Time Was When I Wasn’t Able to Pray.

Categories: Church,Practices,Prayer

Time was when I wasn’t able to pray. I got confused between the imperfect institution of the church and the divine presence I experienced when I played music or felt/heard a paintbrush move across paper, smelled the vinegar-ish scent of white oak sawed, beheld the complex beauty of a person. I thought for the longest time when I prayed I was praying to an institution that may or may not have had my best interest at heart.

I have a mystical bent. I’ve had direct experiences of the divine – not especially special experiences – no burning bushes for me. A word/intuition was formed in my understanding that helped me know I count, have purpose born of spiritual gifts, though promised to us all, particular to me because of who I am and what I know/feel.

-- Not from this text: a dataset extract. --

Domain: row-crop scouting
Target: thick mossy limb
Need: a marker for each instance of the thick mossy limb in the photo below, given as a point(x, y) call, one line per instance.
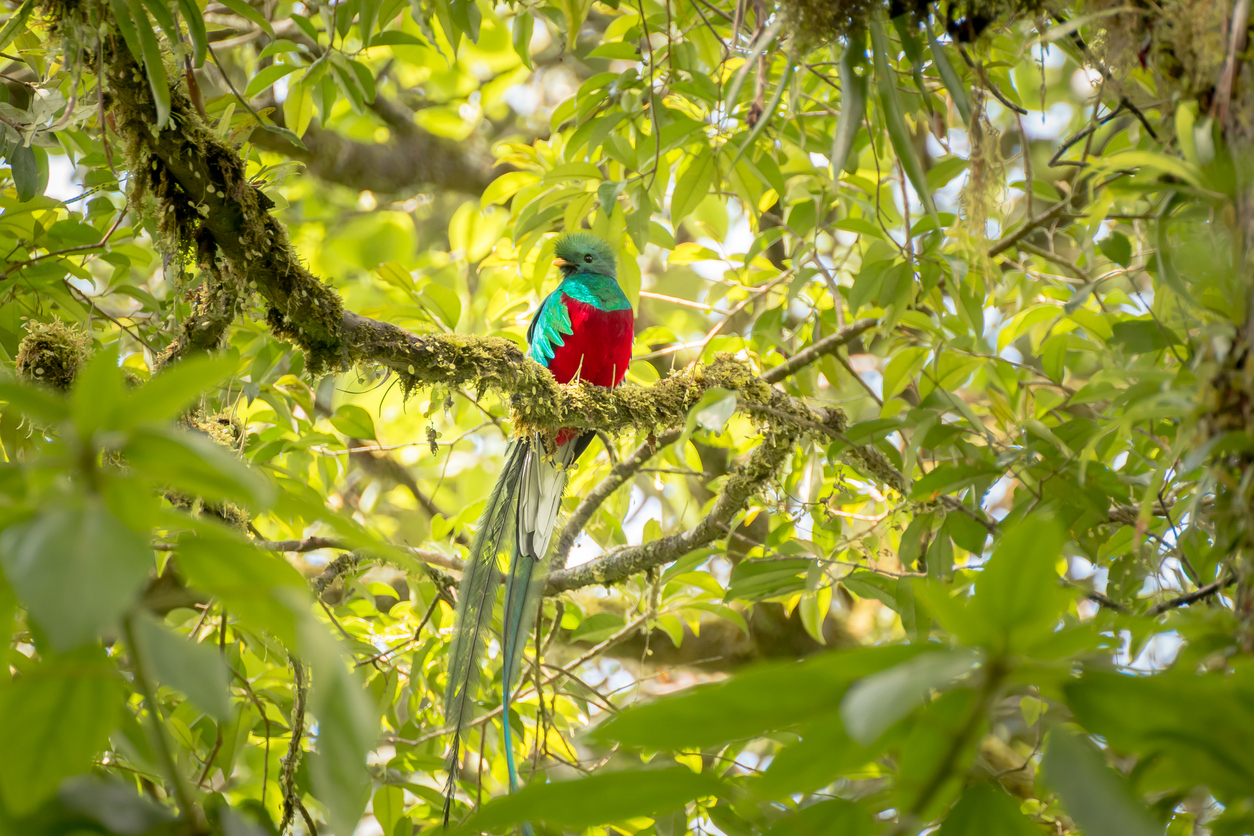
point(201, 189)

But those spiritual experiences and the prayers/breaths I longed for didn’t necessarily match formal prayers I’d been taught or knew how to say.

I had a spiritual director who encouraged me to explore beyond the formal words of the church, and so I did. In that terrible/glorious time of experimentation, a spiritual space inside me opened, widened, deepened. That space is not always available to me – when I’m ashamed it closes like a trap. When I’m tired or anxious, I forget there is that space in me. And so I practice remembering to pray.

A great joy of this experimentation is I have found the prayers I learned to say in church turned out to be multivalent. Once I began to explore the space of prayer in me, I discovered no words actually describe that space and the experiences of comfort, trust, willingness to be present even if it scared me. I began to understand the formal words we say in church are metaphors, attempts, and discipline for the sweet work of exploring Divine presence. I stopped needing the words of the church to be one-dimensional and literal. I have now allowed the words of the church remind me of Divine presence, to remind me of my longing for that space.

I believe this is what we are doing in church together, beloved. Movement toward the heart of God compels us to be Love together, for the sake of the world’s repair.